Portugal, o Meridiano de Greenwich e o GMT (ou TMG) - III


Terceiro e último extracto de O Relógio da República (Âncora, 2010), a propósito do debate actual sobre os conceitos GMT e UTC. Pode ler os posts anteriores aqui e aqui.

Em 1912, José Nunes da Mata edita A nova hora e os fusos horários. Pode-se dizer que este homem foi o “pai” da Hora moderna portuguesa. Nascido em 1849, na Sertã, faleceu em 1945. Entrou para a marinha em 1878, onde acabou no posto de Almirante. Fez o curso de construção naval, concebeu e construiu barcos á vela. Republicano desde os bancos da escola, colaborou com a imprensa anti-monárquica e tomou parte activa no cortejo organizado por ocasião do centenário de Camões, em 1880. Amigo íntimo de Manuel de Arriaga e de Manuel de Azevedo Gomes, fundou com eles, desde aspirante de marinha, um triunvirato republicano dentro da corporação da Armada, participando activamente na vida dos centros republicanos. Foi desde 1881 professor da Escola Naval.
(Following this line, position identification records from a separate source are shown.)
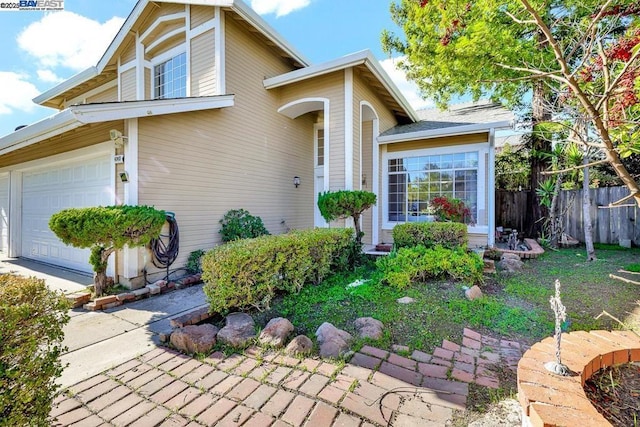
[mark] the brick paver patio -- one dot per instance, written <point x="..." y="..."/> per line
<point x="376" y="388"/>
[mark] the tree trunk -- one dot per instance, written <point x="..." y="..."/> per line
<point x="540" y="114"/>
<point x="586" y="212"/>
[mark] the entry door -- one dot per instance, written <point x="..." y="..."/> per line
<point x="318" y="174"/>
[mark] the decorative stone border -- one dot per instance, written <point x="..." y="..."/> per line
<point x="535" y="252"/>
<point x="549" y="400"/>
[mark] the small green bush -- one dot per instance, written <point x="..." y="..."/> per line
<point x="249" y="272"/>
<point x="446" y="234"/>
<point x="31" y="321"/>
<point x="419" y="264"/>
<point x="240" y="224"/>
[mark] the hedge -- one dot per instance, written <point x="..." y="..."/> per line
<point x="429" y="234"/>
<point x="31" y="321"/>
<point x="249" y="272"/>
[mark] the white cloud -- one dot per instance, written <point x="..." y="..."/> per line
<point x="67" y="39"/>
<point x="16" y="93"/>
<point x="409" y="89"/>
<point x="279" y="7"/>
<point x="48" y="76"/>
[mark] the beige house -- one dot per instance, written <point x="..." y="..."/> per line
<point x="218" y="112"/>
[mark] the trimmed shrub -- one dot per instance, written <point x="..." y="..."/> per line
<point x="249" y="272"/>
<point x="429" y="234"/>
<point x="105" y="229"/>
<point x="419" y="264"/>
<point x="240" y="224"/>
<point x="31" y="321"/>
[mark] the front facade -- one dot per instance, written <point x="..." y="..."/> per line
<point x="199" y="107"/>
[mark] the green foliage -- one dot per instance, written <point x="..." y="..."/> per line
<point x="345" y="203"/>
<point x="447" y="234"/>
<point x="107" y="226"/>
<point x="31" y="321"/>
<point x="240" y="224"/>
<point x="419" y="264"/>
<point x="249" y="272"/>
<point x="194" y="262"/>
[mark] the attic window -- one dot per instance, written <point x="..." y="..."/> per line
<point x="170" y="78"/>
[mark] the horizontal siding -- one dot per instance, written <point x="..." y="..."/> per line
<point x="201" y="14"/>
<point x="128" y="85"/>
<point x="438" y="142"/>
<point x="83" y="137"/>
<point x="109" y="95"/>
<point x="203" y="67"/>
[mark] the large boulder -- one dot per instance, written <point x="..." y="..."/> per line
<point x="298" y="346"/>
<point x="238" y="331"/>
<point x="333" y="342"/>
<point x="194" y="338"/>
<point x="276" y="332"/>
<point x="368" y="327"/>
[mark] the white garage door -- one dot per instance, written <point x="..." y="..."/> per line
<point x="47" y="191"/>
<point x="4" y="212"/>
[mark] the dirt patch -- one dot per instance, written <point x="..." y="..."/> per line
<point x="615" y="392"/>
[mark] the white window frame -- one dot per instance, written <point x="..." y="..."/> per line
<point x="481" y="148"/>
<point x="164" y="57"/>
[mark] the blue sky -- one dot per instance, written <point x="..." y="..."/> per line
<point x="43" y="48"/>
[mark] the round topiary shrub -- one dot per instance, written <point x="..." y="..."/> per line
<point x="240" y="224"/>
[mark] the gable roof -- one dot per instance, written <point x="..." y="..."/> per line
<point x="365" y="58"/>
<point x="237" y="6"/>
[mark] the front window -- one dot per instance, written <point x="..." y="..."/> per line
<point x="415" y="181"/>
<point x="170" y="78"/>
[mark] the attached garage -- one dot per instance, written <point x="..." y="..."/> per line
<point x="48" y="190"/>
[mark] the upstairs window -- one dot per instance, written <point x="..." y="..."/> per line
<point x="170" y="78"/>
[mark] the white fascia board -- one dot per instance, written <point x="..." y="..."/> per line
<point x="79" y="115"/>
<point x="348" y="61"/>
<point x="448" y="131"/>
<point x="70" y="83"/>
<point x="97" y="113"/>
<point x="267" y="30"/>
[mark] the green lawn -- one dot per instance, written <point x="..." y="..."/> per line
<point x="515" y="306"/>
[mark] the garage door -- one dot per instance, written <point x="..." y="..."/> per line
<point x="4" y="212"/>
<point x="47" y="191"/>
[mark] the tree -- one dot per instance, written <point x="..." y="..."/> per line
<point x="106" y="229"/>
<point x="344" y="204"/>
<point x="581" y="53"/>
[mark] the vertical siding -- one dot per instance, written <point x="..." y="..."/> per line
<point x="203" y="67"/>
<point x="202" y="164"/>
<point x="109" y="95"/>
<point x="201" y="14"/>
<point x="128" y="85"/>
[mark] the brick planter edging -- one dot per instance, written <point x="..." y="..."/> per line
<point x="549" y="400"/>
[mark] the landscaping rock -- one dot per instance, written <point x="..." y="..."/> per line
<point x="194" y="338"/>
<point x="300" y="345"/>
<point x="333" y="342"/>
<point x="473" y="292"/>
<point x="511" y="265"/>
<point x="368" y="327"/>
<point x="238" y="331"/>
<point x="276" y="332"/>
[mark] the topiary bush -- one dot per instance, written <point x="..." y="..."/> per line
<point x="419" y="264"/>
<point x="105" y="229"/>
<point x="344" y="204"/>
<point x="240" y="224"/>
<point x="447" y="234"/>
<point x="249" y="272"/>
<point x="31" y="322"/>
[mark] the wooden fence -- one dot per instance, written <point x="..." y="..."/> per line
<point x="610" y="224"/>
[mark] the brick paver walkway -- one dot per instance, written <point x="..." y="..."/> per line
<point x="377" y="388"/>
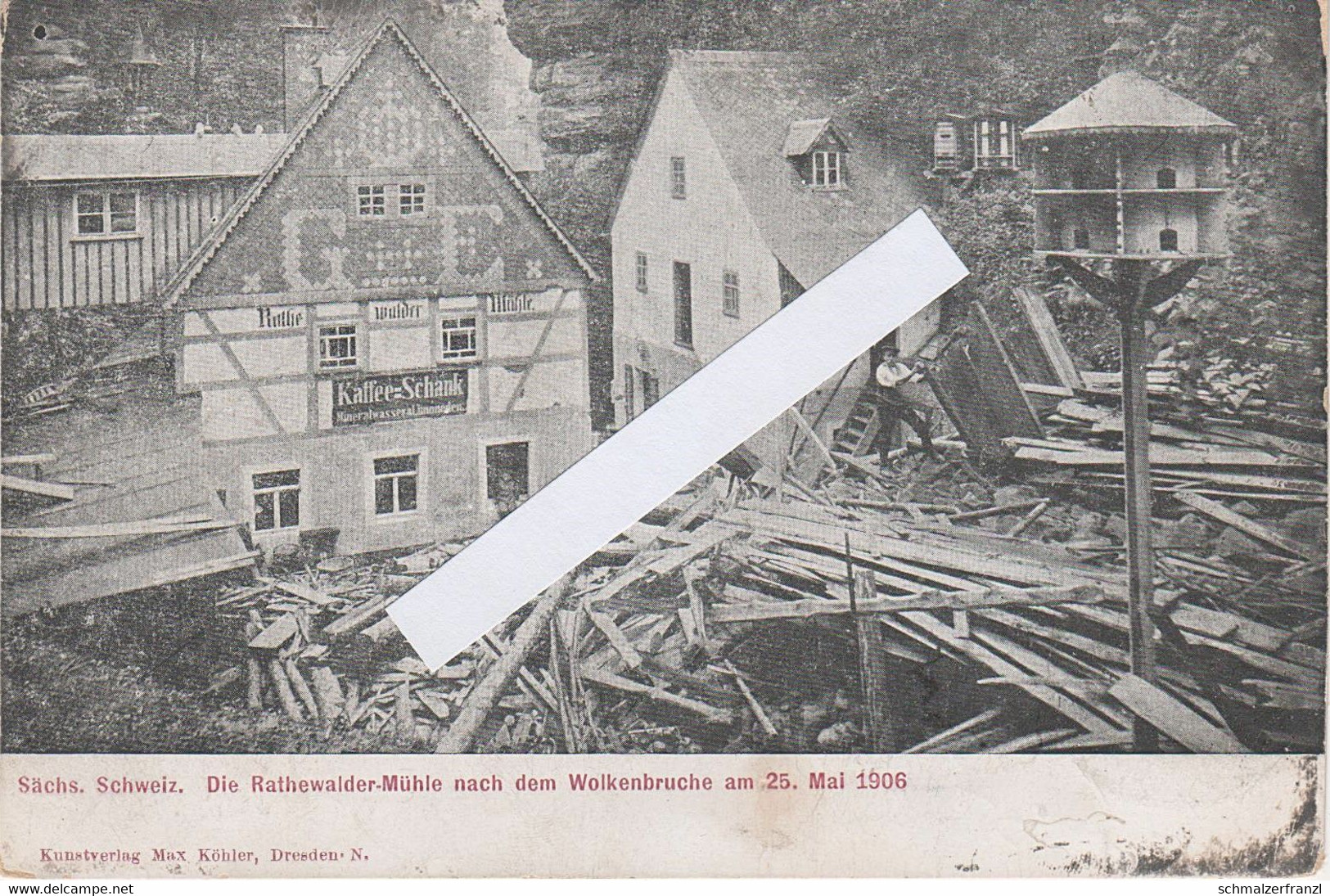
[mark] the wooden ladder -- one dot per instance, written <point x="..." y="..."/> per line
<point x="861" y="427"/>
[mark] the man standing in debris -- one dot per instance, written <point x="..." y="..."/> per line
<point x="900" y="400"/>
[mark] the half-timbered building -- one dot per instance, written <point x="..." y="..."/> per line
<point x="387" y="332"/>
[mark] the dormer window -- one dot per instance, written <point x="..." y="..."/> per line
<point x="946" y="146"/>
<point x="826" y="169"/>
<point x="995" y="142"/>
<point x="817" y="152"/>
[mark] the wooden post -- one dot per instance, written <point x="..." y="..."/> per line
<point x="874" y="674"/>
<point x="1136" y="455"/>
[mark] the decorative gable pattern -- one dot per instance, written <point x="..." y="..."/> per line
<point x="387" y="187"/>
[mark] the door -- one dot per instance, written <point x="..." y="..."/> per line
<point x="507" y="475"/>
<point x="684" y="304"/>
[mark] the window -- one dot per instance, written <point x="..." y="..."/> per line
<point x="336" y="346"/>
<point x="458" y="338"/>
<point x="684" y="304"/>
<point x="826" y="169"/>
<point x="370" y="201"/>
<point x="411" y="198"/>
<point x="640" y="272"/>
<point x="629" y="393"/>
<point x="277" y="500"/>
<point x="677" y="178"/>
<point x="995" y="144"/>
<point x="946" y="155"/>
<point x="106" y="213"/>
<point x="730" y="294"/>
<point x="651" y="389"/>
<point x="508" y="475"/>
<point x="397" y="484"/>
<point x="510" y="302"/>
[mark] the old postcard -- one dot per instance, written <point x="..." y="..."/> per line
<point x="606" y="438"/>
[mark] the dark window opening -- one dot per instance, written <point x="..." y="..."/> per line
<point x="508" y="475"/>
<point x="684" y="304"/>
<point x="277" y="500"/>
<point x="397" y="484"/>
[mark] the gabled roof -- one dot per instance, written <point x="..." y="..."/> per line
<point x="115" y="157"/>
<point x="1129" y="102"/>
<point x="802" y="136"/>
<point x="748" y="101"/>
<point x="389" y="29"/>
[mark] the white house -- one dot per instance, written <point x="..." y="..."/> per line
<point x="751" y="182"/>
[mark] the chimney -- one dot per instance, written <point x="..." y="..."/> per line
<point x="302" y="47"/>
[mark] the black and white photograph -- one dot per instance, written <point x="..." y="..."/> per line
<point x="304" y="298"/>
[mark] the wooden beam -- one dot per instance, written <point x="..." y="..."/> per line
<point x="930" y="600"/>
<point x="1172" y="717"/>
<point x="1224" y="515"/>
<point x="34" y="487"/>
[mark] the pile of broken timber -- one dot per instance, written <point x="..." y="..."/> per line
<point x="921" y="565"/>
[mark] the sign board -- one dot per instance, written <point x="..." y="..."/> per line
<point x="398" y="396"/>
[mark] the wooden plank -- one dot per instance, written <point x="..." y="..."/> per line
<point x="932" y="600"/>
<point x="32" y="487"/>
<point x="1057" y="700"/>
<point x="1049" y="338"/>
<point x="276" y="634"/>
<point x="310" y="595"/>
<point x="29" y="459"/>
<point x="660" y="694"/>
<point x="1172" y="717"/>
<point x="117" y="529"/>
<point x="1224" y="515"/>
Agora director da Escola Naval e membro do senado, o “pai” da nova hora portuguesa achou-se na obrigação de dar “uma rápida explicação conducente a facilitar a execução do decreto de 26 de Maio de 1911”.

É ele mesmo quem relata: “Em princípio do mês de Fevereiro de 1911, fomos chamados ao Estoril pelo Ministro dos Negócios Estrangeiros, o sr. Bernardino Machado [...]. Aproveitámos então a ocasião para lhe dizer que era de toda a urgência que a República adoptasse a hora internacional, visto já ter sido adoptada por quase todas as nações civilizadas do velho e do novo mundo, e pedimos-lhe para nos dizer por qual dos ministérios conviria melhor que o assunto fosse tratado, se pelo Fomento, se pelo dos Estrangeiros... [...].
Decorridos uns quinze dias [...] entregámos um borrão de um projecto de lei relativo à adopção da nova hora [...] ao ministro da Justiça, sr. Afonso Costa [...]. Em meados de Abril, encontrámo-nos no largo do Município com o Presidente do Governo Provisório, sr. Teófilo Braga, que nos perguntou a razão porque ainda não estava adoptada a nova hora, pois lhe constava que estávamos encarregado de fazer progredir a útil reforma”.

Quanto à nova contagem seguida das horas, desaparecendo os conceitos mais vagos de “manhã” e “tarde”, José Nunes da Mata afirmava: “Ninguém tenha dúvidas a este respeito: a contagem das horas será em toda a parte, dentro de algumas dezenas de anos, das 0 às 24”. E acrescentava: “Para Portugal deve ser motivo de orgulho o ter adoptado a contagem seguida das horas, sem estar humildemente à espera do exemplo da França e da Inglaterra. Até que uma vez houve uma reforma em que não ficámos na retaguarda das nações civilizadas, e antes quase na vanguarda!”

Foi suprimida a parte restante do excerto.